When I made this, I used red wine and lamb. Believe it or not, it actually tasted better the following day since the spices had a bit more time to mingle and develop. The crust preserves it pretty well, so if you want to pre-make the pies and bake them one at a time for weeknight dinners, it will be the yuletide gift to yourself that just keeps giving.
So here it is, your excuse to join or lead the Wild Hunt. Stay tuned later this month for another Dresden-inspired culinary ode to Odin/Kringle. In the meantime, I hope you enjoy this and have yourself a happy Yule season.
Wild Hunter's Pie
Equipment: Stovetop, skillet, pot, potato masher, four 5-inch round baking dishes or one large casserole dish, oven.

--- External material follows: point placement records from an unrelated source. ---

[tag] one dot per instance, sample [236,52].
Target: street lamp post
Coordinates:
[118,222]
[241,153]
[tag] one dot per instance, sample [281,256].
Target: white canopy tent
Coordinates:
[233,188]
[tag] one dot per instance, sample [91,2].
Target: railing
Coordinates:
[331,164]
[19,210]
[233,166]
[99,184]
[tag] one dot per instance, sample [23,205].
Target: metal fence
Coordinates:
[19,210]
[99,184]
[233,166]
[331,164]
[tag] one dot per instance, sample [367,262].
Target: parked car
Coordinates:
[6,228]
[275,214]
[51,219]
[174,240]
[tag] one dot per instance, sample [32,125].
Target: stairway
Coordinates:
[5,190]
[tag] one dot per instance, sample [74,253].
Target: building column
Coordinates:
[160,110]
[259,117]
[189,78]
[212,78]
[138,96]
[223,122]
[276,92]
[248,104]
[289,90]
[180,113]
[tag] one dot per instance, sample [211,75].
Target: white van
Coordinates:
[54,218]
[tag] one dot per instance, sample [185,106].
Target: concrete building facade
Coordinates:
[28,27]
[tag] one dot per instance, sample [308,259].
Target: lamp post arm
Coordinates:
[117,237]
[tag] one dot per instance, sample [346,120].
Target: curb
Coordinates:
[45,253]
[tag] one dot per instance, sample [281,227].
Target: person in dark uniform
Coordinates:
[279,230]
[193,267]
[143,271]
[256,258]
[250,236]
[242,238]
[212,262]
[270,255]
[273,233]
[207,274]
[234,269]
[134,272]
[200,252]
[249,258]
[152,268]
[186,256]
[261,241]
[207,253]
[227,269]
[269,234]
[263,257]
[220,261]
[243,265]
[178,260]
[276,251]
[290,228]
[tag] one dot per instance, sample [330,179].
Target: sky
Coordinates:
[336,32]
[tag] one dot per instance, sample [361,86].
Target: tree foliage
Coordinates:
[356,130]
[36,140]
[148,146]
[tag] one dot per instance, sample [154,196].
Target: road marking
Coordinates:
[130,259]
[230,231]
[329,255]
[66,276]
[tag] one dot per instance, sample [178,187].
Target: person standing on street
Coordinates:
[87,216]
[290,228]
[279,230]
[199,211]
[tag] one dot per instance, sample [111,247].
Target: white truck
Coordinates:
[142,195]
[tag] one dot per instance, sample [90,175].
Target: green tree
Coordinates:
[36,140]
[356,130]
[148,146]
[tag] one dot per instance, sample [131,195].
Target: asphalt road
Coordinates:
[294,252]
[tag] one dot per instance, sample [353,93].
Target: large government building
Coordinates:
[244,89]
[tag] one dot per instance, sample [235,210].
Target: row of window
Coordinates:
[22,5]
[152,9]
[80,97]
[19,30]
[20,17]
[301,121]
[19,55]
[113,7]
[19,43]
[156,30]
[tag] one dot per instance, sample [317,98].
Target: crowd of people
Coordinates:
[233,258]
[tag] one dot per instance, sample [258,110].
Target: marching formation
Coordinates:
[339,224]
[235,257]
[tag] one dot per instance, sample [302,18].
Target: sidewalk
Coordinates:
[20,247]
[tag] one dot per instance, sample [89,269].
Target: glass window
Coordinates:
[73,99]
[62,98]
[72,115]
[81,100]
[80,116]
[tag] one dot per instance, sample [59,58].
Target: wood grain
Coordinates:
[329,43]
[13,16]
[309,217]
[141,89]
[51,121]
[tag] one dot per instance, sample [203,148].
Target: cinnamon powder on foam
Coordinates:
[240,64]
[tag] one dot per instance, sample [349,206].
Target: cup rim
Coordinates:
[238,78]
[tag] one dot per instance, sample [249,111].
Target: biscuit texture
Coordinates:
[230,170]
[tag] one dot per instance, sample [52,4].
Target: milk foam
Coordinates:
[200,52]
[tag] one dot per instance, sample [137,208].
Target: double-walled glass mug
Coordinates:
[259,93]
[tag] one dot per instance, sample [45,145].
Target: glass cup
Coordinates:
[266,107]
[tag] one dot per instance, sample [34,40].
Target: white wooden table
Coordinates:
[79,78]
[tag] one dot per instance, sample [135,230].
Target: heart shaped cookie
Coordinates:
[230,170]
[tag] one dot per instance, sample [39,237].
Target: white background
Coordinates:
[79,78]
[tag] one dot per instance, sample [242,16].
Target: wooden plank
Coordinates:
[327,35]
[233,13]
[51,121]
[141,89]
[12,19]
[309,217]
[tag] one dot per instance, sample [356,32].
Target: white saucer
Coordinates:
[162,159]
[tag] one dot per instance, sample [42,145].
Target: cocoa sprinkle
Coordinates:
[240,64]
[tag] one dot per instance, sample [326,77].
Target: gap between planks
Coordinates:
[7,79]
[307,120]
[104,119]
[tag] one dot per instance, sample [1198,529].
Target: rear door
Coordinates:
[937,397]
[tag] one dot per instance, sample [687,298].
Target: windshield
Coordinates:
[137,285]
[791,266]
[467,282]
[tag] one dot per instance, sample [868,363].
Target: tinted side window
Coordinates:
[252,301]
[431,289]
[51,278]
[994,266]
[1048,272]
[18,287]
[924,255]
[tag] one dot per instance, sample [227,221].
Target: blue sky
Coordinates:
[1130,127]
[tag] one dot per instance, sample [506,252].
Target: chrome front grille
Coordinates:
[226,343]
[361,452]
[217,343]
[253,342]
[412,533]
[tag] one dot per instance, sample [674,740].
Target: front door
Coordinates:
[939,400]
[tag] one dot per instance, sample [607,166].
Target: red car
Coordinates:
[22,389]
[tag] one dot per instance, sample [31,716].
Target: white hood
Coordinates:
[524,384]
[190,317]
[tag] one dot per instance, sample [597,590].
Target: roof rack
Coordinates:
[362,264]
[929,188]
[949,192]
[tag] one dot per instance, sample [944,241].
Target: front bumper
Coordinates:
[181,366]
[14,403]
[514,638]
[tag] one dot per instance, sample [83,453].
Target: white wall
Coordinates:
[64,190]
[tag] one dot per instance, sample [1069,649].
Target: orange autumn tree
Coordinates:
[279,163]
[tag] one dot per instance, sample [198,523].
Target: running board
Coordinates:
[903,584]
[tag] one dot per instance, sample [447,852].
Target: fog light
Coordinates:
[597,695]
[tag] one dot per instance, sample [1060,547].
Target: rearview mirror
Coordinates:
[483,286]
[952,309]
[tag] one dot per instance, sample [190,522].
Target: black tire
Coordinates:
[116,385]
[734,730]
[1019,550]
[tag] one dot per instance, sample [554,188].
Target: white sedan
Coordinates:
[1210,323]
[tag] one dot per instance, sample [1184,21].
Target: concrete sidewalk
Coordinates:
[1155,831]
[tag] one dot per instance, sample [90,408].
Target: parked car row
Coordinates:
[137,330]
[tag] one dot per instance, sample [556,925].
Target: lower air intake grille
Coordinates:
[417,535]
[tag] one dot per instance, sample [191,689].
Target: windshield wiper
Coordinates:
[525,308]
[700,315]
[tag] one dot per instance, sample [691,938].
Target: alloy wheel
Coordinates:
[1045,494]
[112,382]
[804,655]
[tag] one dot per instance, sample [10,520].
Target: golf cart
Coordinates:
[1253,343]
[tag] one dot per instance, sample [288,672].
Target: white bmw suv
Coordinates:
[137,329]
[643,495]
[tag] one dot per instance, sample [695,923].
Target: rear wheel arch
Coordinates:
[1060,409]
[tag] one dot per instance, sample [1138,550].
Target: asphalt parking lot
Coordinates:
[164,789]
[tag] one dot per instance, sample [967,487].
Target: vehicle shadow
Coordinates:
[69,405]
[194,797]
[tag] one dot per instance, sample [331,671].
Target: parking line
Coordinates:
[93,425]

- 1.5 pounds turnips, peeled and cubed
- 1.75-2 pounds russet potatoes, peeled and cubed
- 1/4 cup milk
- 1 tablespoon of horseradish mayo
- 2 carrots, peeled and diced
- 1/2 yellow onion, diced
- 1/2 large green apple, cored and diced
- 1 pound lamb or venison stew meat
- 4 tablespoons unsalted butter
- 1/2 teaspoon ground cinnamon
- 1/4 teaspoon ground thyme
- 1/4 teaspoon ground sage
- 1/4 teaspoon ground nutmeg
- 1/4 teaspoon ground black pepper
- 1/4 teaspoon ground cardamon
- 1/2 teaspoon ground clove
- 1 cup red wine or hard cider
- 1 beef bouillon cube
- kosher salt
- all-purpose flour
- Bring a pot of water with the potatoes and turnips to a boil. Cover with a lid, lower the heat and let simmer until fork-tender while preparing the filling (roughly 20-30 minutes).
- Coat the lamb in flour and let sit. Melt two tablespoons of butter in the skillet over medium heat and add the carrot, onion, and apple. When the onions have softened, stir in the meat, spices, beef bouillon, and wine or cider and reduce the heat to low. Let simmer until thickened. Stir in remaining butter and salt to taste and remove from heat
- Preheat the oven to 350 F.
- Drain the potatoes and turnips and mash completely in a separate bowl. Stir milk, horseradish mayo, and salt to taste.
- Divide mash into 2 or 8 portions depending on the dishes you are using. Place a portion into each dish and press with a spatula so that it covers the bottom and sides of the dish, Distribute the filling among the dishes. Scoop another portion of mash on top of the filling and spread it so that it encases it. Smooth over the edges with the spatula to seal.
- Bake dishes for 30 minutes and under a low broil for the final three, Let cool 7-10 minutes before serving.